Transcranial Magnetic Stimulation (TMS) is an outpatient procedure that uses an electromagnetic coil placed on the scalp to deliver magnetic pulses to specific areas of the brain. These pulses generate small electrical currents that modulate neuronal activity without the need for anesthesia or surgery. Sessions typically last 20–40 minutes and are administered daily over several weeks. TMS is FDA-cleared for major depressive disorder and has shown effectiveness in individuals who have not responded adequately to other treatments.

Where Does TMS Target for Depression?
The primary target for TMS in depression is the left dorsolateral prefrontal cortex (DLPFC), a brain region associated with executive function and mood regulation. Research has shown that in depression, the DLPFC tends to be underactive, while deeper limbic areas such as the subgenual anterior cingulate cortex (sgACC) are overactive. Stimulating the DLPFC helps rebalance this network, improving symptoms of depression. Advanced techniques now allow for more personalized targeting based on individual brain connectivity, which may further enhance treatment outcomes.
What Happens to the Brain During TMS?
When the coil delivers a magnetic pulse, it creates a small electric current in the underlying cortical tissue. This current alters neuronal excitability, making neurons more or less likely to fire depending on the stimulation pattern. Over repeated sessions, these changes encourage synaptic plasticity and adjust connectivity between brain regions involved in mood regulation. High-frequency stimulation of the left DLPFC, for instance, increases activity in this area and reduces hyperactivity in connected limbic regions, contributing to improved mood and reduced depressive symptoms.
Benefits of TMS Therapy for Depression
TMS has shown significant effectiveness in treating major depressive disorder, especially in individuals who have not responded to medication. According to a large meta-analysis, response rates for TMS are approximately 40–60%, with remission rates around 30–35%. One of the key advantages of TMS is its noninvasive nature and the absence of systemic side effects often associated with antidepressant medications, such as weight gain or sexual dysfunction. TMS also avoids the cognitive side effects sometimes associated with electroconvulsive therapy (ECT), offering a less invasive alternative for patients.
What to Expect During a TMS Treatment Session
A typical TMS session begins with an evaluation to determine eligibility. The first session involves calculating the treatment location and calibrating the stimulation intensity by identifying the motor threshold — the point at which stimulation causes a small muscle twitch in the right hand. Following this, daily sessions (M-F) are scheduled for 7 weeks (36 sessions). During each session, patients remain awake and seated, experiencing a tapping sensation on the scalp. Mild headaches or scalp discomfort are the most commonly reported side effects, and these usually resolve with time or over-the-counter pain relief.
Risks and Side Effects of TMS
TMS is generally well tolerated, with the most common side effects being scalp discomfort and headaches. The risk of seizure exists but remains extremely low when guidelines are followed. Proper screening is essential to rule out conditions that increase seizure risk, such as a history of epilepsy, recent head trauma, or incompatible medical implants.
Who is a Candidate for TMS?

TMS is indicated for adults and adolescents down to 15 years old with major depressive disorder who have not achieved sufficient improvement with medications or therapy. Contraindications include the presence of metallic implants in or near the head (such as aneurysm clips or cochlear implants), active seizure disorders, or other specific medical conditions.
Final Thoughts
TMS therapy offers an important treatment option for individuals living with depression that has not responded to other interventions. By directly targeting the brain circuits involved in mood regulation, TMS can provide relief without the side effects of systemic medications.
Responsibly edited by AI
Frequently Asked Questions (FAQ)
Is TMS therapy painful?
Most patients describe the sensation as tapping on the scalp. Some may experience mild discomfort or headaches, but these typically lessen over time.

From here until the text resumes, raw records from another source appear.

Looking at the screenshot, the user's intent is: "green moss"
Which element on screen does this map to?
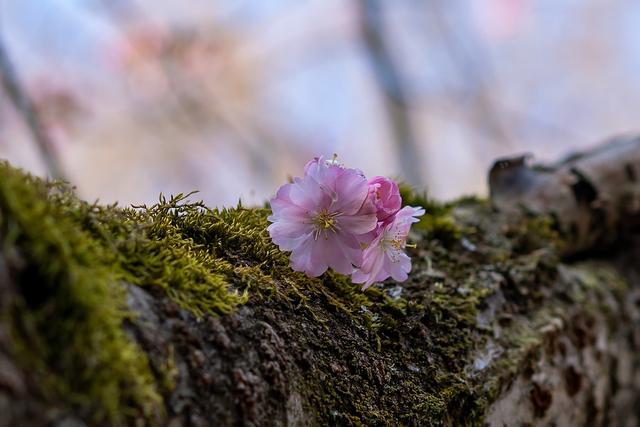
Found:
[0,163,160,424]
[0,164,616,425]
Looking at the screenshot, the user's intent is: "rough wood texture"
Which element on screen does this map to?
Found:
[0,138,640,426]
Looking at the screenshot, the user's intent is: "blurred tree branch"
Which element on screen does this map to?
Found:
[358,0,424,185]
[0,39,64,179]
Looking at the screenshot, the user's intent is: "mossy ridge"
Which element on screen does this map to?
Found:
[0,163,160,425]
[3,162,580,425]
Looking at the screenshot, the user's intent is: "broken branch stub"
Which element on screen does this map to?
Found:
[489,136,640,255]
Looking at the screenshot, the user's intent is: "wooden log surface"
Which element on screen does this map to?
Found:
[0,138,640,426]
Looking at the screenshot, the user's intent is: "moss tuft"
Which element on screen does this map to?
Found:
[0,163,160,425]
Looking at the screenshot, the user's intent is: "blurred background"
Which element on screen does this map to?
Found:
[0,0,640,206]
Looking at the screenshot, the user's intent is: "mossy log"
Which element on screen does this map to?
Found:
[0,139,640,426]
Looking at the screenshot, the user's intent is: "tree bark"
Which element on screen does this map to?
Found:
[0,139,640,426]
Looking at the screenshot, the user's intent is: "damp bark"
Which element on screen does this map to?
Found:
[0,137,640,426]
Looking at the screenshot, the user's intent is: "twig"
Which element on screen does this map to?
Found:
[0,39,64,179]
[359,0,424,185]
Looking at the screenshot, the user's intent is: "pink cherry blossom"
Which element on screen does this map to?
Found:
[351,206,424,290]
[369,176,402,221]
[268,157,377,277]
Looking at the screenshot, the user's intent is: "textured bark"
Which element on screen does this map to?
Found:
[0,136,640,426]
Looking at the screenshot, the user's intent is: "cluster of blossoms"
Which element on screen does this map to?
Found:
[268,157,424,290]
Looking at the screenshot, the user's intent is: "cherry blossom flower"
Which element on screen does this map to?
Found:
[351,206,424,290]
[369,176,402,221]
[267,157,377,277]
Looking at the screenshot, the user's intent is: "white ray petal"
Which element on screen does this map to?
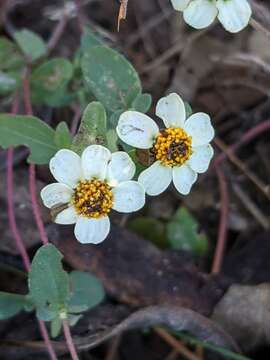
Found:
[40,183,73,208]
[156,93,186,128]
[82,145,111,180]
[184,0,218,29]
[106,151,136,186]
[74,216,110,244]
[116,111,159,149]
[173,165,198,195]
[187,144,214,174]
[217,0,252,33]
[138,161,172,196]
[112,181,145,213]
[184,113,215,147]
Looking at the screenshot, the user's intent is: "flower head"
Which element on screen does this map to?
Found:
[171,0,252,33]
[41,145,145,244]
[116,93,214,196]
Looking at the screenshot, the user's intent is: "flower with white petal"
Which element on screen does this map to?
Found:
[41,145,145,244]
[116,93,214,196]
[171,0,252,33]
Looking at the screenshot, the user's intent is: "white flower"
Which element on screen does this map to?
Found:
[41,145,145,244]
[116,93,214,196]
[171,0,252,33]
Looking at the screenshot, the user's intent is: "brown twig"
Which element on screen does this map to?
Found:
[105,334,122,360]
[232,184,269,230]
[213,119,270,166]
[154,327,200,360]
[212,166,229,274]
[214,137,270,200]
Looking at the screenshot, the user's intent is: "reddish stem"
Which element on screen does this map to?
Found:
[38,320,58,360]
[23,69,49,245]
[212,119,270,166]
[212,166,229,274]
[62,320,79,360]
[7,149,30,271]
[29,164,49,245]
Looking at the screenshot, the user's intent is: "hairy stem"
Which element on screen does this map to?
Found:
[212,166,229,274]
[23,69,49,245]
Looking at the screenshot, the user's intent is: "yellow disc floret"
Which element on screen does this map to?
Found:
[152,128,192,166]
[73,179,113,219]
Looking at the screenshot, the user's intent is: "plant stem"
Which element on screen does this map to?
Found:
[7,149,30,271]
[7,96,57,360]
[29,164,49,245]
[62,319,79,360]
[23,68,49,245]
[212,166,229,274]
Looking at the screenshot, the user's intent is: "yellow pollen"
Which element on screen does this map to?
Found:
[73,180,113,219]
[152,128,192,166]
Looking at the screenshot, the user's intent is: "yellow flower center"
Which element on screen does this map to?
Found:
[73,180,113,219]
[152,128,192,166]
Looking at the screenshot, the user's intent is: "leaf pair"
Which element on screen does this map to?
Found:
[0,244,105,336]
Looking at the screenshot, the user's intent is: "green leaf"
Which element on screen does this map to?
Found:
[28,244,69,310]
[0,114,57,164]
[14,29,47,61]
[31,58,73,106]
[82,46,141,112]
[51,316,62,338]
[54,121,72,149]
[0,291,28,320]
[68,271,105,313]
[132,94,152,113]
[36,307,58,321]
[0,37,24,71]
[0,71,18,95]
[167,207,208,255]
[72,101,107,153]
[68,314,83,326]
[106,129,118,152]
[81,28,104,52]
[128,216,168,248]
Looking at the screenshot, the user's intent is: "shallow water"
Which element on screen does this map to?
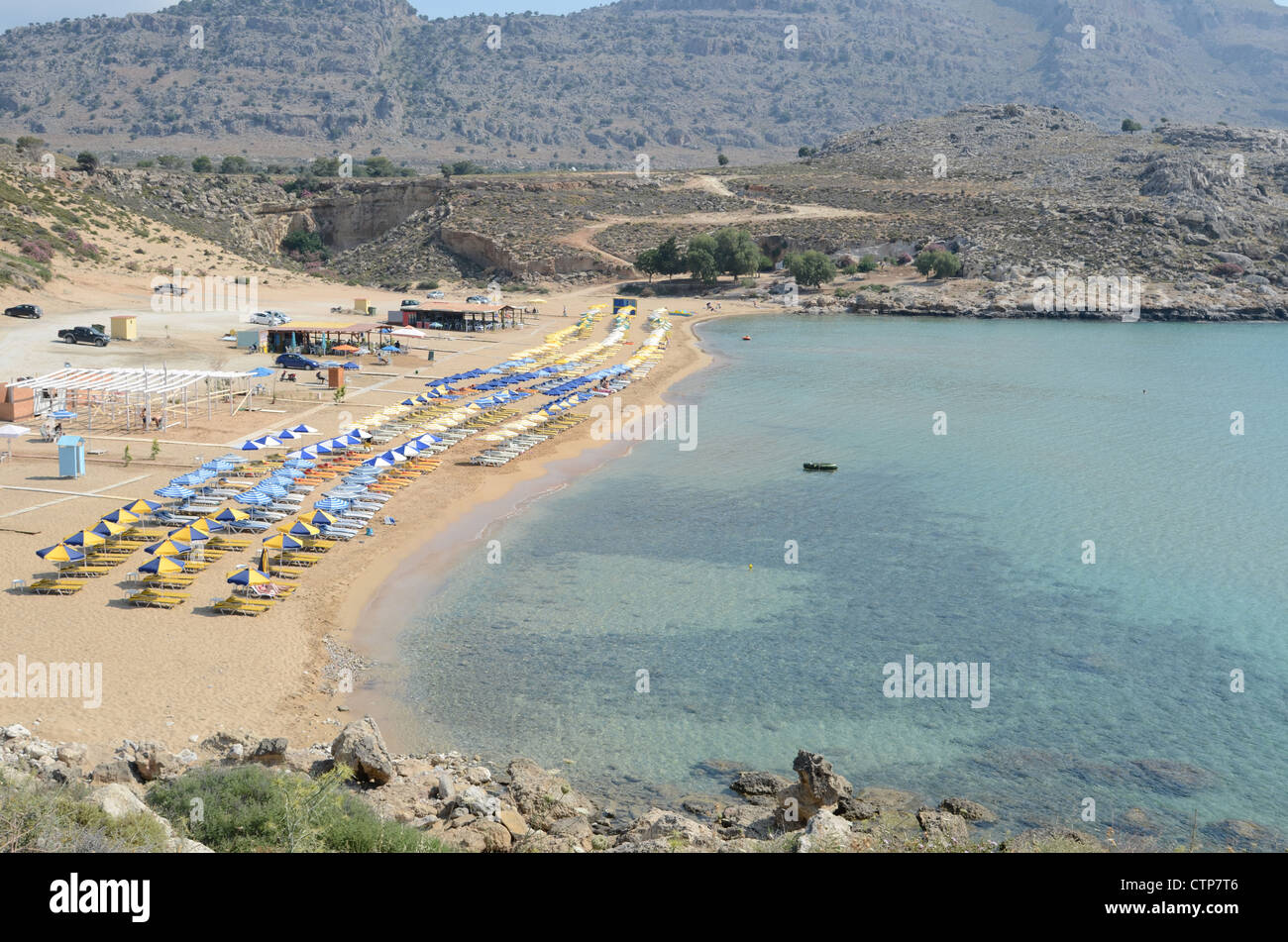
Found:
[363,315,1288,840]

How long does it take to see results from TMS?
Many patients begin noticing improvement after 2–3 weeks of treatment, though full benefits are usually assessed after completing the full course.

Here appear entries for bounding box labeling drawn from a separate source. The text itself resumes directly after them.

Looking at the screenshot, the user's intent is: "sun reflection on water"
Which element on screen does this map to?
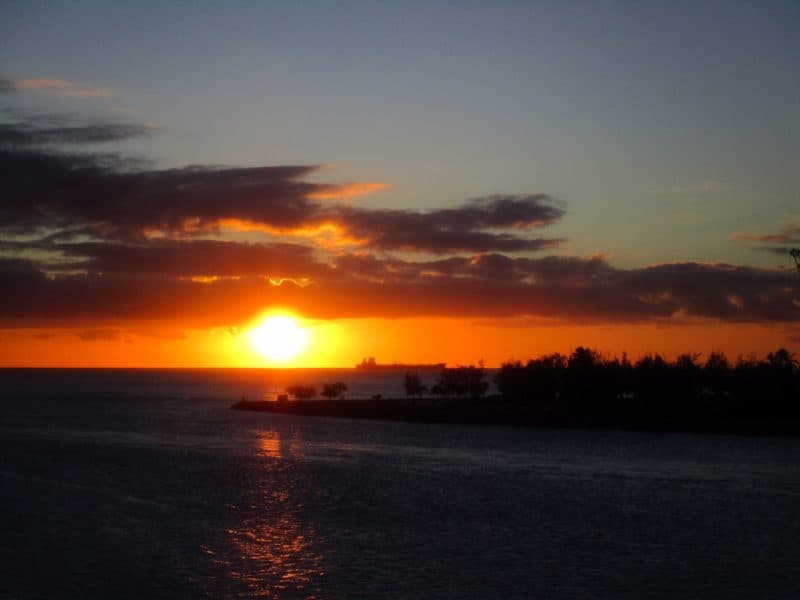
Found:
[208,430,325,598]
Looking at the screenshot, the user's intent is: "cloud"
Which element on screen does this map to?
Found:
[75,327,122,342]
[0,79,114,98]
[731,220,800,246]
[0,110,157,147]
[43,239,329,279]
[329,194,565,254]
[0,254,800,324]
[0,110,800,330]
[0,134,564,253]
[652,179,734,196]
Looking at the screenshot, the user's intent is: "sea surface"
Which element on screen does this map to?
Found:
[0,370,800,599]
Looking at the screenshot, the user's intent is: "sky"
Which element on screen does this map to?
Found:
[0,2,800,366]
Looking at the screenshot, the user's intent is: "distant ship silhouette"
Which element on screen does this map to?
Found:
[356,356,447,371]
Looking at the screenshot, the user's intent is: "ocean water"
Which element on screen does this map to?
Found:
[0,371,800,598]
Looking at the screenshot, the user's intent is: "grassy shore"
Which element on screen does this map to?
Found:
[231,396,800,437]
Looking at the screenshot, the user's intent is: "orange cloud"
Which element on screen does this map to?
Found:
[308,181,392,200]
[12,79,114,98]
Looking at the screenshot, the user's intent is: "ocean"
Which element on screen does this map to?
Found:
[0,370,800,599]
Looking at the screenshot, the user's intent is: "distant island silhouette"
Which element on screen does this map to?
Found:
[232,347,800,436]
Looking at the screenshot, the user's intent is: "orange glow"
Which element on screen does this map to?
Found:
[308,181,392,200]
[0,311,800,368]
[247,314,309,365]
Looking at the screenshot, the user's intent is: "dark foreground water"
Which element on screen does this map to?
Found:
[0,371,800,598]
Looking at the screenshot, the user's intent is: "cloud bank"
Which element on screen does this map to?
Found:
[0,109,800,326]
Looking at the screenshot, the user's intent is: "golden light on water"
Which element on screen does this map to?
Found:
[248,314,309,364]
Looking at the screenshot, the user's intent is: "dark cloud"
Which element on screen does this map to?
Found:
[47,240,329,279]
[75,327,122,342]
[0,140,564,253]
[0,254,800,324]
[0,149,324,238]
[332,194,564,253]
[732,225,800,252]
[0,120,154,146]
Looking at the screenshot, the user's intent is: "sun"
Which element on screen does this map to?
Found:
[249,315,308,363]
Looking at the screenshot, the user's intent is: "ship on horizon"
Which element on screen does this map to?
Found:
[356,356,447,371]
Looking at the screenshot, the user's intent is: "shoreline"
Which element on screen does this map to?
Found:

Can TMS be combined with medication or therapy?
Yes. TMS is often used alongside medications and psychotherapy, and this combined approach may improve outcomes for some patients.
Are results from TMS permanent?
While many patients experience long-term relief, some may require maintenance sessions or follow-up treatments if symptoms return.

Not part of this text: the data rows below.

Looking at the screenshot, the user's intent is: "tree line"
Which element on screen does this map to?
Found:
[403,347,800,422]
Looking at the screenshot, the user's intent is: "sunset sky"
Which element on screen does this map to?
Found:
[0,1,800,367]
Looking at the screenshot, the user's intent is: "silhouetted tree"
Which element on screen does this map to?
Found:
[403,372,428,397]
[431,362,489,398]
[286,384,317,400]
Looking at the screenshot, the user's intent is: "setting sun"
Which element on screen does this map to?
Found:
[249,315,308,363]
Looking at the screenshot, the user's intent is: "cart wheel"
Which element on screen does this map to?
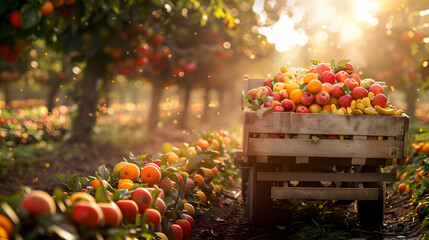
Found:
[357,167,386,230]
[247,164,273,225]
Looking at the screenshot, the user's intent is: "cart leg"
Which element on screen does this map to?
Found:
[247,164,273,225]
[357,168,386,230]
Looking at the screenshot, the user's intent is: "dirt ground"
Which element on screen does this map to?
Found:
[0,124,428,240]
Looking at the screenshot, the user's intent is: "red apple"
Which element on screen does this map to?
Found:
[301,91,316,106]
[142,208,161,228]
[274,106,285,112]
[371,93,387,108]
[331,82,344,98]
[316,63,331,76]
[316,91,331,106]
[351,87,368,100]
[320,71,336,84]
[335,71,349,82]
[176,219,192,239]
[368,83,384,95]
[170,224,183,240]
[281,99,295,112]
[116,199,139,223]
[131,187,152,213]
[295,105,310,113]
[344,78,359,91]
[264,78,273,89]
[338,94,353,108]
[308,103,322,113]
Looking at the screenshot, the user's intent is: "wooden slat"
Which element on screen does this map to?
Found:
[247,138,403,158]
[271,187,378,200]
[245,112,407,138]
[257,172,396,182]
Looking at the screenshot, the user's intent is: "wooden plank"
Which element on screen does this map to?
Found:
[271,187,378,200]
[247,138,403,158]
[245,112,407,139]
[257,172,396,182]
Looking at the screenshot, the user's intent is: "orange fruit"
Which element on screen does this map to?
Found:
[0,214,13,236]
[196,190,207,204]
[89,179,107,189]
[120,163,140,182]
[192,173,205,189]
[289,88,303,104]
[303,73,317,83]
[183,203,195,217]
[422,143,429,154]
[287,82,301,95]
[195,138,210,150]
[307,79,322,94]
[164,152,179,164]
[140,165,161,187]
[69,192,95,204]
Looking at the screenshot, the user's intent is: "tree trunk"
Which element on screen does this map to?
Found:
[148,76,164,131]
[70,54,106,144]
[179,80,192,129]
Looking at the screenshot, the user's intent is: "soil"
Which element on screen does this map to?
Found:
[0,124,429,240]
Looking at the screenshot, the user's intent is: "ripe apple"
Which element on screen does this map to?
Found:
[116,199,139,223]
[371,93,387,108]
[176,219,192,239]
[344,78,359,91]
[281,99,295,112]
[131,187,152,213]
[308,103,322,113]
[247,88,257,100]
[316,63,331,76]
[320,71,336,84]
[331,82,344,98]
[295,105,310,113]
[170,224,183,240]
[316,91,331,106]
[335,71,349,82]
[350,73,361,85]
[264,78,273,89]
[338,94,353,108]
[274,106,285,112]
[368,83,384,95]
[342,63,355,74]
[301,91,316,107]
[279,89,289,100]
[351,87,368,100]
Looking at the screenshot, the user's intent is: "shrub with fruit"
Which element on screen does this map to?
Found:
[0,130,239,239]
[243,60,403,116]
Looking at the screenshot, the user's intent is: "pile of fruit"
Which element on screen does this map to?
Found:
[0,130,238,240]
[243,60,403,116]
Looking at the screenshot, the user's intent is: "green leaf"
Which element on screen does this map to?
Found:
[256,107,273,119]
[162,142,174,153]
[21,3,42,29]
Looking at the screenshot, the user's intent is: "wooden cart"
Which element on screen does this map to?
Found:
[240,76,409,228]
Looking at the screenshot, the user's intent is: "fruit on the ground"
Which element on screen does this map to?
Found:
[69,192,95,204]
[170,224,183,240]
[155,198,167,215]
[116,199,139,223]
[98,202,122,227]
[140,164,161,187]
[316,91,331,106]
[142,208,161,228]
[176,219,192,239]
[20,190,57,215]
[120,163,140,182]
[183,203,195,217]
[72,201,103,228]
[131,187,152,213]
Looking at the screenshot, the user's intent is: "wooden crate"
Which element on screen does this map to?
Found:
[242,76,409,225]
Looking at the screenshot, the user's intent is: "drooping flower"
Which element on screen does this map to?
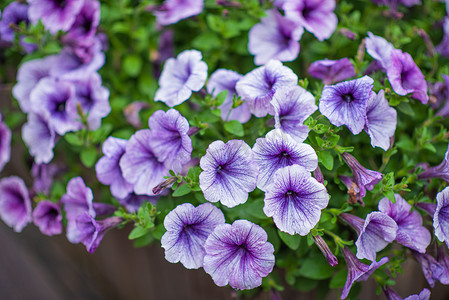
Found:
[0,176,32,232]
[0,114,11,172]
[70,73,111,130]
[341,152,383,198]
[33,200,62,236]
[30,78,82,135]
[154,50,207,107]
[161,203,225,269]
[248,9,304,66]
[235,60,298,118]
[383,286,430,300]
[418,144,449,182]
[22,113,56,164]
[379,194,430,253]
[365,90,397,151]
[148,108,193,172]
[199,140,259,207]
[282,0,338,41]
[271,86,318,143]
[433,187,449,247]
[387,49,429,104]
[154,0,204,26]
[319,76,374,134]
[12,55,56,113]
[95,136,133,199]
[253,129,318,191]
[28,0,84,34]
[263,165,329,236]
[307,57,355,84]
[340,246,389,299]
[207,69,251,123]
[119,129,169,196]
[365,32,394,70]
[203,220,274,290]
[340,211,398,261]
[76,212,124,253]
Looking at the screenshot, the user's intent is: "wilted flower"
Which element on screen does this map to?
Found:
[235,60,298,118]
[154,50,207,107]
[307,57,355,84]
[248,9,304,66]
[253,129,318,191]
[148,109,193,172]
[0,176,32,232]
[319,76,374,134]
[263,165,329,236]
[379,194,430,253]
[203,220,274,290]
[199,140,259,207]
[161,203,225,269]
[271,86,318,143]
[33,200,62,236]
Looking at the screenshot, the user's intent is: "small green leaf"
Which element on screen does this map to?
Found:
[224,120,245,136]
[278,230,301,250]
[172,184,192,197]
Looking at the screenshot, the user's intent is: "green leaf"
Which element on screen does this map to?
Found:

Does insurance cover TMS therapy?
Most major insurers, as well as Medicare, cover TMS for treatment-resistant depression when criteria are met. Coverage details vary by plan.
Who should not undergo TMS?
Individuals with certain metallic implants in or near the head, or those with a history of seizures, may not be suitable candidates. Some psychiatric diagnoses are also contraindicated such as bipolar disorder and psychosis.